A person could be re-infected with coronavirus in six months, new research suggests, in a blow to the push for “immunity passports” as evidence of recovery from the illness.
Over 35 years, University of Amsterdam scientists regularly tested 10 men for four types of coronaviruses which cause the common cold.
Most participants – aged between 27 and 66 – caught the viruses again within three years, with the study concluding “coronavirus protective immunity is short-lasting”.
“We saw frequent reinfection after 12 months post infection and substantial reduction in antibody levels as soon as six months post-infection,” the study stated.
Between 1985 and 2020, the subjects were tested at either three month or six month intervals. Researchers found that high antibody levels “were never sustained at the next visit”.
While acknowledging limitations to the study, its conclusion casts doubt on the reliability of so-called “immunity passports”.
The proposed passports would be issued to people who have already overcome a COVID-19 infection and test positive for antibodies – based on the assumption they are therefore immune.
The study read: “it was recently suggested that recovered individuals should receive a so-called ‘immunity passport’ which would allow them to relax social distancing measures and provide governments with data on herd immunity levels in the population.
“However, as protective immunity may be lost by six months post-infection, the prospect of reaching functional herd immunity by natural infection seems very unlikely.”
The head of Heathrow Airport, John Holland-Kaye, backed the roll out of the passports to let people return to holidaying sooner – telling Sky News he was working with Public Health England to see if they could become part of health screening at airports.
But the World Health Organisation warned governments not to use “immunity passports” for easing lockdown simply because they have antibodies for COVID-19.
Health Secretary Matt Hancock announced plans for antibody certificates on Thursday as he read the results of research which showed that at least 5% of people in the UK have now developed COVID-19 antibodies – and at least 17% of Londoners have them.
But experts are still unsure what level of immunity recovering from the disease provides and how long it lasts.
John Edmunds, professor of infectious disease modelling at the London School of Hygiene and Tropical Medicine, recently warned studies of other coronaviruses suggest “potentially bad news” for hopes humans could develop long-term immunity.

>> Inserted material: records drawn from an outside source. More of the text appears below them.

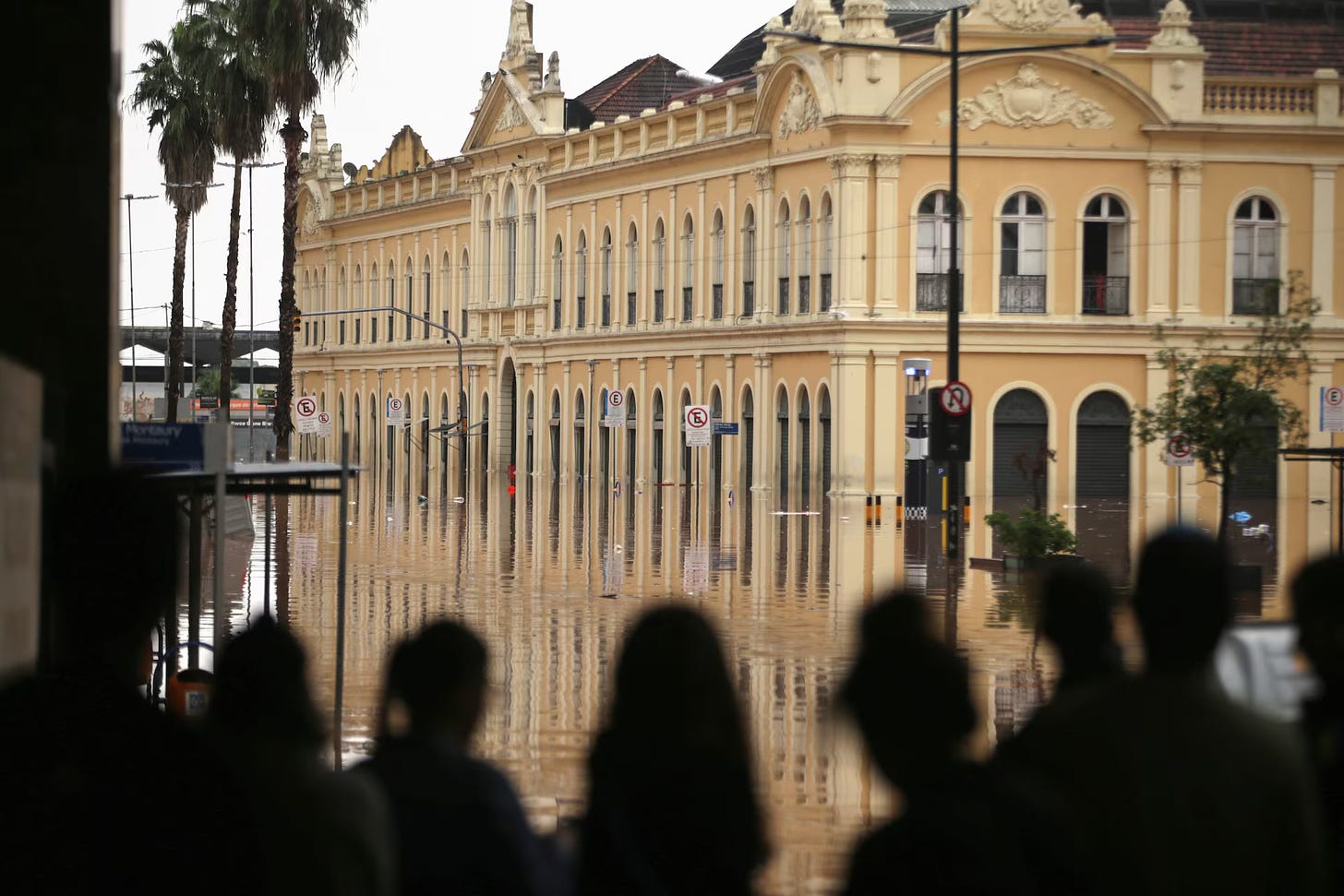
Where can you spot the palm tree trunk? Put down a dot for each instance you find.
(230, 317)
(175, 336)
(294, 136)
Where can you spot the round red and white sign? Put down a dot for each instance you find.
(954, 398)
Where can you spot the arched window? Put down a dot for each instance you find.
(804, 256)
(464, 292)
(1255, 258)
(933, 246)
(373, 303)
(1105, 257)
(511, 245)
(827, 251)
(660, 265)
(632, 276)
(749, 262)
(391, 298)
(558, 285)
(606, 279)
(486, 254)
(689, 269)
(1022, 273)
(783, 257)
(581, 282)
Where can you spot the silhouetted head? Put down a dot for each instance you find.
(908, 692)
(672, 686)
(1182, 600)
(261, 688)
(1075, 615)
(1319, 609)
(438, 678)
(112, 563)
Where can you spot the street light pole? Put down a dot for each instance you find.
(130, 269)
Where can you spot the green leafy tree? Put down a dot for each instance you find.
(171, 93)
(1225, 395)
(301, 44)
(239, 97)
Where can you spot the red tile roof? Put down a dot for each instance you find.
(1254, 47)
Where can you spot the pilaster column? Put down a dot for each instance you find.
(849, 424)
(1324, 238)
(851, 173)
(1190, 176)
(1158, 238)
(765, 283)
(889, 234)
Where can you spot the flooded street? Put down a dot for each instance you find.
(553, 582)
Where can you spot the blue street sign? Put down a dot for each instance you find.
(164, 448)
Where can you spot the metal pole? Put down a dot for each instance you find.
(954, 472)
(252, 328)
(341, 597)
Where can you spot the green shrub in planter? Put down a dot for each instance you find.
(1032, 535)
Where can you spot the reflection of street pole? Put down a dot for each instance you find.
(130, 270)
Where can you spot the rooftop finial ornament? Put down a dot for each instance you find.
(1173, 27)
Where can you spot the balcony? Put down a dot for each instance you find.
(1105, 294)
(1254, 295)
(931, 292)
(1022, 293)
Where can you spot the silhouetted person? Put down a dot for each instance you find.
(1075, 618)
(1175, 787)
(100, 792)
(671, 804)
(961, 829)
(459, 824)
(323, 831)
(1319, 606)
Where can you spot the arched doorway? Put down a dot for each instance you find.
(748, 441)
(657, 436)
(824, 424)
(1020, 450)
(804, 444)
(781, 415)
(1101, 481)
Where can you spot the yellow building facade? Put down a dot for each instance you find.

Despite the scientific concern, Mr Hancock also announced on Thursday that the NHS will roll out coronavirus antibody tests following agreements between the government and pharmaceutical firms Roche and Abbott.
However, he acknowledged the overall effectiveness of such tests remains unclear, and that confirmation of their results could take up to 28 days.
Health care workers, patients and care home residents are set to receive them from next week.
Prime Minister Boris Johnson previously hailed the “100% accurate” test as a “game-changer” for lifting the lockdown.